Firefighters go through ‘extreme’ training
Firefighting is tough enough with 20/20 vision, and it can get even tougher when eyesight can't pierce through the haze. To simulate the effects of zero visibility in a smoke-filled structure, Gaffney firefighters such as Robert Ruff, pictured, had to place wax paper in their face masks during open space search and rescue training held this week. (Ledger photo / TIM GULLA) Imagine going into a building crawling on your hands and knees, blindfolded, and trying to describe the layout of the building based solely on your sense of touch.
Now throw in the possibility that someone’s life, including your own or your co-workers, could be on the line while you grope and plot your way and the task can take on somewhat unimaginable proportions — especially if you don’t know your way back out.

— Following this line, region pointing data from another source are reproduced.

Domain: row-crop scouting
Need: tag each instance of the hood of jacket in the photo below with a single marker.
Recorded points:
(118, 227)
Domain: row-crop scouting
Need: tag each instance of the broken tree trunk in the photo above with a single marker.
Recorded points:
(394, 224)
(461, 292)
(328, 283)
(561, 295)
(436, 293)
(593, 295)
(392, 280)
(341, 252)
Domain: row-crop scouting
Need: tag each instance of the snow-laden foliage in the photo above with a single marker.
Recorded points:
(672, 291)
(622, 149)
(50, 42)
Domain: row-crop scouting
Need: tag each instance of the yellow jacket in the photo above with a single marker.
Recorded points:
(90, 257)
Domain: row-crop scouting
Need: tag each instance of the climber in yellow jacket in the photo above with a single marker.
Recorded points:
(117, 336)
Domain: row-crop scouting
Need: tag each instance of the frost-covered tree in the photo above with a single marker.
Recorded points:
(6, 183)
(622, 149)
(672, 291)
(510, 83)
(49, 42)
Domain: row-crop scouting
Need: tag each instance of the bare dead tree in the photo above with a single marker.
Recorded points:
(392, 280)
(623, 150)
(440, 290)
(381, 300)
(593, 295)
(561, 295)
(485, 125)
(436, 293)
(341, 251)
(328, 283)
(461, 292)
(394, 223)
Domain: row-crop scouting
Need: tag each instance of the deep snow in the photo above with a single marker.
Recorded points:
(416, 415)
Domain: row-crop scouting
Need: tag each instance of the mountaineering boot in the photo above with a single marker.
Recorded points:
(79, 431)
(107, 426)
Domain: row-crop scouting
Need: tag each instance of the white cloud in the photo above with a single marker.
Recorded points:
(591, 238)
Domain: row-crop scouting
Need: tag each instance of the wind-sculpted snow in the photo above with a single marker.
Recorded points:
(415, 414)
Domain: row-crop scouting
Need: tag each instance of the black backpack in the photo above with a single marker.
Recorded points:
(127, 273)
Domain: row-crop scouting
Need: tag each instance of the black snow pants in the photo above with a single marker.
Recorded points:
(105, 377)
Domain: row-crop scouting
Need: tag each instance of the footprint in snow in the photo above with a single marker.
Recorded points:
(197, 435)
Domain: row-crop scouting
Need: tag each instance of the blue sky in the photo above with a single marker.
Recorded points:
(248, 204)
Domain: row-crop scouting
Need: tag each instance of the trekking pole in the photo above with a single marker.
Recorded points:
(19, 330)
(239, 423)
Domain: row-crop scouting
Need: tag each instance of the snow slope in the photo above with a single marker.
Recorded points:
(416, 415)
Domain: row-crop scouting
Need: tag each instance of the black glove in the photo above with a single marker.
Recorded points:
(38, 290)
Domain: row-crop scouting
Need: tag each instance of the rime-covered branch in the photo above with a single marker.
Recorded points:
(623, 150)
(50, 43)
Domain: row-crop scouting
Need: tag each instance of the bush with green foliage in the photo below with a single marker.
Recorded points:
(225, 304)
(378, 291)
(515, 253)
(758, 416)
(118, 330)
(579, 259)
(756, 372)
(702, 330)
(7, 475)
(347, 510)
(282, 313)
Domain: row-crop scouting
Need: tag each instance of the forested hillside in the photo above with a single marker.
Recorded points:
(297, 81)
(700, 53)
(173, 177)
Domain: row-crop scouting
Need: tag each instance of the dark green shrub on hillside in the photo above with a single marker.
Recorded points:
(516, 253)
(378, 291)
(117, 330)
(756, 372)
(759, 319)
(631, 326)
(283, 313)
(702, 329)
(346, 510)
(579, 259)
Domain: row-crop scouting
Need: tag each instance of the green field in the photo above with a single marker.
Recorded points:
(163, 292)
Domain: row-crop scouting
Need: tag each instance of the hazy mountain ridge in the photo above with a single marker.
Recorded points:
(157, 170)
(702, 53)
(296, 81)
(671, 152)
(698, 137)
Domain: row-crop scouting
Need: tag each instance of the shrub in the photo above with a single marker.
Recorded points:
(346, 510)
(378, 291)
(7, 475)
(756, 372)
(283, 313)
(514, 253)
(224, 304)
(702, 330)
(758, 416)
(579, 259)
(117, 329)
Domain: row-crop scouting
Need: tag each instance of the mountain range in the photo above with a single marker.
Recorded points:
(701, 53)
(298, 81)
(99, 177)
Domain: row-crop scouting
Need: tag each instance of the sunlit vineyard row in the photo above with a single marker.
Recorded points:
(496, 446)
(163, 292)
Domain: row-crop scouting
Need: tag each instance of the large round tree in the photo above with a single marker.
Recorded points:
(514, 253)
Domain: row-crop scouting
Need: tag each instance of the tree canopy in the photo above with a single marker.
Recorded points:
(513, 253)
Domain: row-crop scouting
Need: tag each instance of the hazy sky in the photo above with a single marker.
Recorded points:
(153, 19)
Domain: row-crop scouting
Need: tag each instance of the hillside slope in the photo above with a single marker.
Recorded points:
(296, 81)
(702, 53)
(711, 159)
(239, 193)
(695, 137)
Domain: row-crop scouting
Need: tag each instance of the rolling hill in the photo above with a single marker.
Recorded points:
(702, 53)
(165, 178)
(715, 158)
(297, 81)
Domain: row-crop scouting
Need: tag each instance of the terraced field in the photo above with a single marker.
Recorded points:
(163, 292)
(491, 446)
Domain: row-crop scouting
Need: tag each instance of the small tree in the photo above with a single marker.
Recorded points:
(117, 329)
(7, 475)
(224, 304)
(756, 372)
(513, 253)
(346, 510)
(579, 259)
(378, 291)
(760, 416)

City of Gaffney firefighters didn’t really have to imagine that scenario this past week, as all members of the city fire department had to go through an admittedly “extreme” training exercise.
Firefighters spent most of the training exercises crawling on their hands and knees. The goal of the program was for firefighters to practice their searchand rescue techniques in a large area setting with zero visibility, to simulate what they might encounter in an industrial building filled with smoke.

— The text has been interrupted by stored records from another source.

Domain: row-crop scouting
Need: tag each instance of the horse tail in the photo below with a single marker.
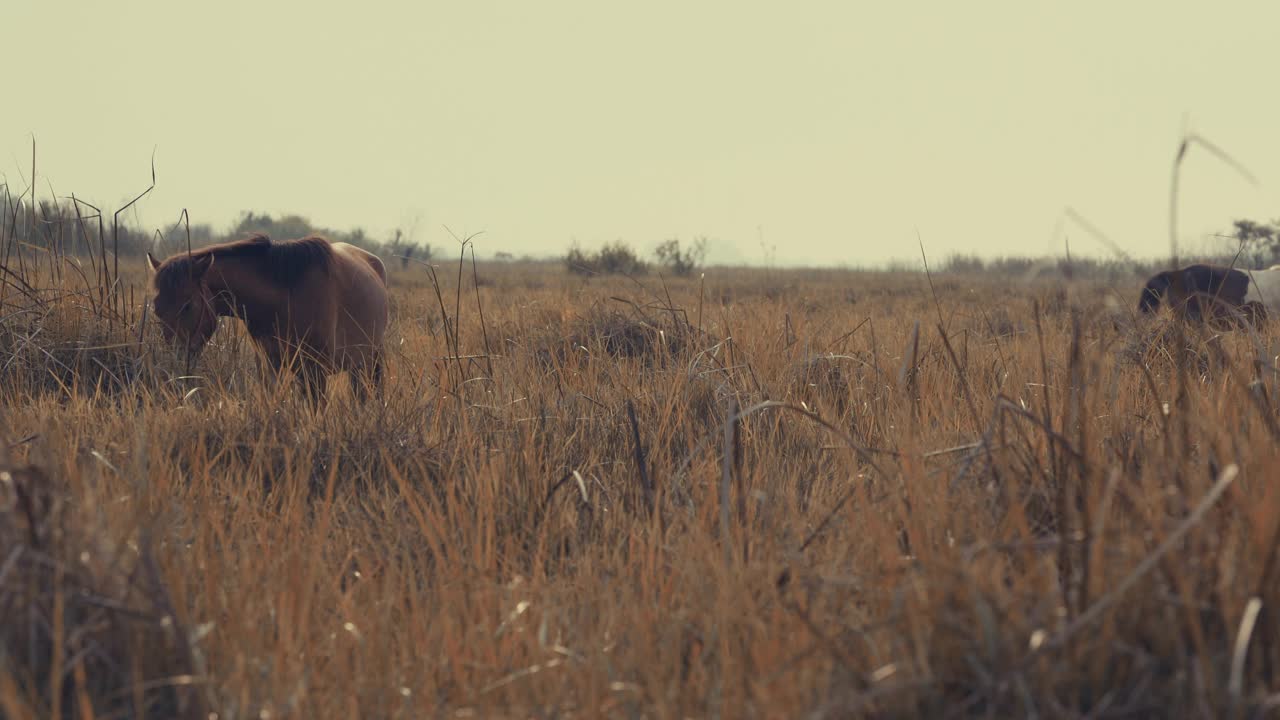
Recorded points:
(1151, 295)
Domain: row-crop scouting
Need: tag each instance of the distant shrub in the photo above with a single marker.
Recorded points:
(681, 261)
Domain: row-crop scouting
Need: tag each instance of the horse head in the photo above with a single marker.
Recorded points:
(183, 302)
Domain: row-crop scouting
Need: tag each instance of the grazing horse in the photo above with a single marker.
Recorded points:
(310, 301)
(1215, 292)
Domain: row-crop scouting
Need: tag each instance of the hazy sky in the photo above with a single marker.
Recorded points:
(832, 130)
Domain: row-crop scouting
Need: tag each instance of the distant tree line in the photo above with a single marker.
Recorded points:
(620, 258)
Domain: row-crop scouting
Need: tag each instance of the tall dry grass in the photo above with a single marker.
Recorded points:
(773, 495)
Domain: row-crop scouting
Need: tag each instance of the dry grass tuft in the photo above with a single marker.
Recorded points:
(807, 492)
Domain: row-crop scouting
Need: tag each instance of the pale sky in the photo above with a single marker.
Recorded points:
(832, 130)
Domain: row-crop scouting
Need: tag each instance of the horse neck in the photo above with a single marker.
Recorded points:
(241, 286)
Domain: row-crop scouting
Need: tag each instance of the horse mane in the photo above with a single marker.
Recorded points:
(284, 263)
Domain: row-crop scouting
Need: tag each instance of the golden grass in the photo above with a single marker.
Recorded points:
(1041, 509)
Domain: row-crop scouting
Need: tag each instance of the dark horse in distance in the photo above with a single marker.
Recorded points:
(318, 305)
(1215, 294)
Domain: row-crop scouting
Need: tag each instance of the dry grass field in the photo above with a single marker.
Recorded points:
(759, 495)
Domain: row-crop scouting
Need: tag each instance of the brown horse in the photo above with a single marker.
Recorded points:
(1215, 294)
(312, 302)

“You can really have zero visibility,” said training officer Scott Coleman.
While smoke eventually clears and firefighters have access to technologies such as infrared cameras to help them pierce through haze, Coleman didn’t give the firefighters such benefits when running them through drills this week.
Each firefighter entering the practice area had wax paper applied to their face masks, which only permitted them a sense of light and dark but not the ability to really see.
“The hope is, if you train in extreme conditions, it will build the firefighters’ confidence and skills to use on the job,” Coleman said.
This week, firefighters specifically were tasked with using a “systematic approach” to search and rescue, in which they entered the practice area as teams and used ropes knotted at specific measurements to lay out search grids while communicating what they saw, or felt, to other firefighters outside the building.
Firefighters outside the building used the rope measurements they heard over the radio to plot the search-and-rescue teams’ location inside the building, and what areas were searched so follow-up efforts could concentrate on different areas.
The fire resistant ropes used by the firefighters serve additional uses — perhaps the most important being as a way to lead firefighters back out of a building when they can’t see where they’re going.
The essentially blindfolded firefighters inside the building had to conduct their searches in full gear and while breathing from air tanks, and every firefighter who completed the practice session was soaked in sweat long before the practice session was completed.
Coleman has additional sessions planned that will ramp up the exercise.
Fire Chief Nathan Ellis said he appreciated the use of a vacant commercial property for the drills. “Because of the generosity of a local building owner, we were able to do this training in a realistic setting,” he said.